Saying it rose by 100 basis points removes that confusion.
Conversion logic
- 1 bp = 0.01 percentage point
- 25 bps = 0.25 percentage point
- 250 bps = 2.50 percentage points
If a policy rate rises from 4.00% to 4.25%, that is a 25 basis point increase.
Economic use
Basis points are common in:
- central-bank rate decisions,
- bond-yield moves,
- credit spreads,
- mortgage and lending-rate quotations.
Small changes in basis points can still matter a lot when they apply to large volumes of debt.
Related Terms
Knowledge Check
### How much is 1 basis point?
- [x] 0.01 percentage point
- [ ] 0.10 percentage point
- [ ] 1 percentage point
- [ ] 10 percentage points
> **Explanation:** A basis point is one hundredth of a percentage point, which is why 100 basis points equals 1 percentage point.
### If an interest rate rises from 3.50% to 3.75%, how large is the increase?
- [x] 25 basis points
- [ ] 2.5 basis points
- [ ] 50 basis points
- [ ] 75 basis points
> **Explanation:** The change is 0.25 percentage point, which equals 25 basis points.
### Why do economists often use basis points instead of percentages when discussing rates?
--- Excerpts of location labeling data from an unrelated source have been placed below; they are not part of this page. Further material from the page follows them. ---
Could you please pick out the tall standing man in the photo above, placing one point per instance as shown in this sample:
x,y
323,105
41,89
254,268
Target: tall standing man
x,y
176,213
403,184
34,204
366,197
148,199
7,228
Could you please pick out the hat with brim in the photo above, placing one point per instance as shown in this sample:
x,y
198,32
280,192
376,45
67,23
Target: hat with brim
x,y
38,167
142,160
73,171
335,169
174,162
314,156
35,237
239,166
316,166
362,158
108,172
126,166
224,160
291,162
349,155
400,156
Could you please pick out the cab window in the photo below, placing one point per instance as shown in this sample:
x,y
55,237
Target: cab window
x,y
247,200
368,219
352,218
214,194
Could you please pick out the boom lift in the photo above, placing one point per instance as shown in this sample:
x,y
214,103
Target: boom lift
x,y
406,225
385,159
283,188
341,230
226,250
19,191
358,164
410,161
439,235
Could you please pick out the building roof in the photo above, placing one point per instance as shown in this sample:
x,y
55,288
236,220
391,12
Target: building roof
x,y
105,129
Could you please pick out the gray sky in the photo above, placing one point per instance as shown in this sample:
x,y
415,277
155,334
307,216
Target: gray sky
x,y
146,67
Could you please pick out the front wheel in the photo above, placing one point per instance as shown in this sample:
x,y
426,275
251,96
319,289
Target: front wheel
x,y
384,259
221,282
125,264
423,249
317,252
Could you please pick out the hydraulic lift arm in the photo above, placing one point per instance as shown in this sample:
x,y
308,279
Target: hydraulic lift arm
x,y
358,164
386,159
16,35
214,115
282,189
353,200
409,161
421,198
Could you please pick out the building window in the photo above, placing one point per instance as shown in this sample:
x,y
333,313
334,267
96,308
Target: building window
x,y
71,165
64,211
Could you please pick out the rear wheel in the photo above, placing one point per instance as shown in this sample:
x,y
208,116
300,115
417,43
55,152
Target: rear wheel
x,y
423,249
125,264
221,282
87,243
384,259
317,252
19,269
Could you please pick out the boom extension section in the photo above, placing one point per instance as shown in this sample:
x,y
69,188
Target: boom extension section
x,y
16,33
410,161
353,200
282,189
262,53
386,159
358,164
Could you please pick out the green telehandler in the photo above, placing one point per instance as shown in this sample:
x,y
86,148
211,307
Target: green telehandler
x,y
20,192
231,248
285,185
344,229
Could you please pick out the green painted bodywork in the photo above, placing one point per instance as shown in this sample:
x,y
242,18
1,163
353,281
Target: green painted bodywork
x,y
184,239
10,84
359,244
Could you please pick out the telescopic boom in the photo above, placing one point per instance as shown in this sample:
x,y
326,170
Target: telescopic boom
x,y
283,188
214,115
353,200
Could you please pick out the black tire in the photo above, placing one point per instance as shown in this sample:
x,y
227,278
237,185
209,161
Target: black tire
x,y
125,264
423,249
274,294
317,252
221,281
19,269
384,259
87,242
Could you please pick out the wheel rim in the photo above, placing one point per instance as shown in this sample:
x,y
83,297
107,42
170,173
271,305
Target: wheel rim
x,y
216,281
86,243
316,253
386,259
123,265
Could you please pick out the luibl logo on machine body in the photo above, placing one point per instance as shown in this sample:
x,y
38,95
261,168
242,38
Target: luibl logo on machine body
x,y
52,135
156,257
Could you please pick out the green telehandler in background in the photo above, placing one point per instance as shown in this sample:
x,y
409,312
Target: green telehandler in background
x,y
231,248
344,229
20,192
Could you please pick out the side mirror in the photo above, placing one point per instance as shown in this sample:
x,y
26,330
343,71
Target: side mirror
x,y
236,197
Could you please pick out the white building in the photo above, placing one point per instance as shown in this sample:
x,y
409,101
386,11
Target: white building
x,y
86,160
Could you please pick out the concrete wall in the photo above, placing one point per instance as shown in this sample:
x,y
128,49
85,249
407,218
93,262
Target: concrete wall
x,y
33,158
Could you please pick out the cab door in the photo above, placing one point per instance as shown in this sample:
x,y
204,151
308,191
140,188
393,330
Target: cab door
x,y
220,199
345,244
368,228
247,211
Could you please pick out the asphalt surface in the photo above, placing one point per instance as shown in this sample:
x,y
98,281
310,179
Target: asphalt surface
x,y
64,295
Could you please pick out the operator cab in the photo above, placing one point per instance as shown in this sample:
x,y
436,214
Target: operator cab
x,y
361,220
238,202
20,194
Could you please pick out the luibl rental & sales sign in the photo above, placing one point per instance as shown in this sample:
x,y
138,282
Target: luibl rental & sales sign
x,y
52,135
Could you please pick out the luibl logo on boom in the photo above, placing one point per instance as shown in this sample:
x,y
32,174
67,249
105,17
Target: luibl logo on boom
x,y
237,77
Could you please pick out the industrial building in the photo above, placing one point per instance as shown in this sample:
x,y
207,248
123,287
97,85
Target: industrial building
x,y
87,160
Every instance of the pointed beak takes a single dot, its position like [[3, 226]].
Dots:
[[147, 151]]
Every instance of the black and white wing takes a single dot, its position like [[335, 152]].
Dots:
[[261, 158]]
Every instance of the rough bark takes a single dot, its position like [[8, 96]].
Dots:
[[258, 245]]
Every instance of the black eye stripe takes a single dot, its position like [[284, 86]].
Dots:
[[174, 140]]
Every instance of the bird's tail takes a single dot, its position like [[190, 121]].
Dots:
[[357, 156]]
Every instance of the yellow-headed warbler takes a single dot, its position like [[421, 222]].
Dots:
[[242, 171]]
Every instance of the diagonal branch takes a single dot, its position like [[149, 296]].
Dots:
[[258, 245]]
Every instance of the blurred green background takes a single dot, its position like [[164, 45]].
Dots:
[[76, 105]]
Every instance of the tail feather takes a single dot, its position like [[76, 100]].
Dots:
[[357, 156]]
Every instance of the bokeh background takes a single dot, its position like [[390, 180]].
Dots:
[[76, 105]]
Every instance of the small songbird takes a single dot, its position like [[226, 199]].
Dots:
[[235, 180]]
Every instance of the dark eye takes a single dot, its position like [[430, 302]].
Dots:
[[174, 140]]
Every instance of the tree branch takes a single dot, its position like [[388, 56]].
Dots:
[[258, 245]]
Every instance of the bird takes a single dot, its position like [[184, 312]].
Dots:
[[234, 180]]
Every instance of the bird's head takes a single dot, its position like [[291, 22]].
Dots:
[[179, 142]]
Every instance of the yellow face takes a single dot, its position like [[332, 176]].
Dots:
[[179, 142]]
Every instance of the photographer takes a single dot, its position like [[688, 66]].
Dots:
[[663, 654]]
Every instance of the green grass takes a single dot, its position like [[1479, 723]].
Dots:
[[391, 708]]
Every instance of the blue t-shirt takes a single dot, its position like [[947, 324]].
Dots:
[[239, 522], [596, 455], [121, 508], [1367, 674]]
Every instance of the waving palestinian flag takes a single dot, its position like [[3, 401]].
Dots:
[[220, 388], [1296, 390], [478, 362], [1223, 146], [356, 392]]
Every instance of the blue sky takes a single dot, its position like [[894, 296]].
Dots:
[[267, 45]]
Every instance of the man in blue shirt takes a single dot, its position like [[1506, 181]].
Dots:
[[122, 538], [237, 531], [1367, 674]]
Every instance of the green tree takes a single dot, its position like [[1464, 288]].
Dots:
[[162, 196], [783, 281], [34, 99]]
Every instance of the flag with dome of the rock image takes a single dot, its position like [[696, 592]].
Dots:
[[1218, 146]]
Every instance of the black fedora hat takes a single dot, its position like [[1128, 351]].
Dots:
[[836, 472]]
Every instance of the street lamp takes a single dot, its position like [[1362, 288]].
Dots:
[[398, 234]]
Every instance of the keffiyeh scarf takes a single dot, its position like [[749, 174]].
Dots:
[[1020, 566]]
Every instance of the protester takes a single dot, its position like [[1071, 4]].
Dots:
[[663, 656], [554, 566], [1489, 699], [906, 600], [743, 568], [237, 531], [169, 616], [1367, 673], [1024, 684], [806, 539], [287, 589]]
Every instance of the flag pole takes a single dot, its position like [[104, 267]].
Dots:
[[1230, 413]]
- [x] To distinguish absolute changes in rates from relative percentage changes
- [ ] Because percentages cannot be used for interest rates
- [ ] Because basis points are always larger than percentages
- [ ] To avoid quoting decimals
> **Explanation:** Basis points make it clear that the speaker means a change in the level of the rate, not a proportional change.